Leaving Facebook (and not looking back)
Apparently this “reactions” thing is a big deal. I don’t know. I don’t look.
I mean, I have an account. And I check it from time to time — say once a month, max. Simply to see if there’s a message from people I haven’t specifically given access to my beloved inbox.
But really, from the outside looking in, it’s just simply not appealing. Those I know who use Facebook do not seem to be “in the know” any more than I am, nor do they seem to be happier.
And I’ve asked why. Why use Facebook?
“To keep up with my friends.”
“To see what my kids are doing.”
“To find things to do when I’m bored.”
To be on Facebook.
But I haven’t really logged in to Facebook on a daily basis for over a year now. And none of those things are problems.

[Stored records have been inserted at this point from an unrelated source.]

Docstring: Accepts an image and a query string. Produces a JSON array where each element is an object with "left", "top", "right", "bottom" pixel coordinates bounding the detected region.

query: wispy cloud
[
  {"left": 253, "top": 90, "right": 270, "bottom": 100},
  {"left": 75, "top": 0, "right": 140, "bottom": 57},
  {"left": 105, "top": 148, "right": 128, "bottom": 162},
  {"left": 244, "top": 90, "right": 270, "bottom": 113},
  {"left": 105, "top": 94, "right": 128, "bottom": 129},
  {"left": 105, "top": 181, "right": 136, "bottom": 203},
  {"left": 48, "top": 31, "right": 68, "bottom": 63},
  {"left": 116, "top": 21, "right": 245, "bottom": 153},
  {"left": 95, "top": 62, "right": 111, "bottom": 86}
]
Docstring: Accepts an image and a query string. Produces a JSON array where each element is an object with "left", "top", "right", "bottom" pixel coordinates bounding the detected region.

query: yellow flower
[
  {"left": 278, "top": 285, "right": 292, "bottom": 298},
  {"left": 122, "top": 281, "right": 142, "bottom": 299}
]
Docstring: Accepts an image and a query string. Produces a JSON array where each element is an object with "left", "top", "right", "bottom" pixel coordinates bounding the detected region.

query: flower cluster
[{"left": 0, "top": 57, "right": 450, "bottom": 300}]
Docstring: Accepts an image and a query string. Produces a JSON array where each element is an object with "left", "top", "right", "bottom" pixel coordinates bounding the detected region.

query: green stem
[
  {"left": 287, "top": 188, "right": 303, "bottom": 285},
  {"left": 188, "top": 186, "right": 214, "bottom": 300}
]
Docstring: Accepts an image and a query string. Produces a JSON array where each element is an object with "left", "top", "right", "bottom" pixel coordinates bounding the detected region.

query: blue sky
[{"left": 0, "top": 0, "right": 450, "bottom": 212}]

I have no problem with these people, and I have no problem with Zuck. In fact, a business partner of mine is involved with Facebook, and I think that’s fine.
But I think it’s worth talking about. I think it’s worth determining if this is truly a universal thing, as it is presented. I believe it’s not.
How is it to be off of Facebook? It’s not drastically different. I don’t feel like the world has been lifted off of my shoulders, and I don’t feel like I’m out of touch either. I simply feel fine. I feel okay without it. Maybe you will feel okay without it.
I feel that I don’t need it. I feel that I don’t want to participate passively.
While I don’t blame Facebook, I have seen people who otherwise have beautifully diverse and dynamic lives get caught up in meaningless drama, on social media, that steals their time away. And this isn’t groundbreaking information — if you’re reading this, you probably have seen the same things occur in people you know.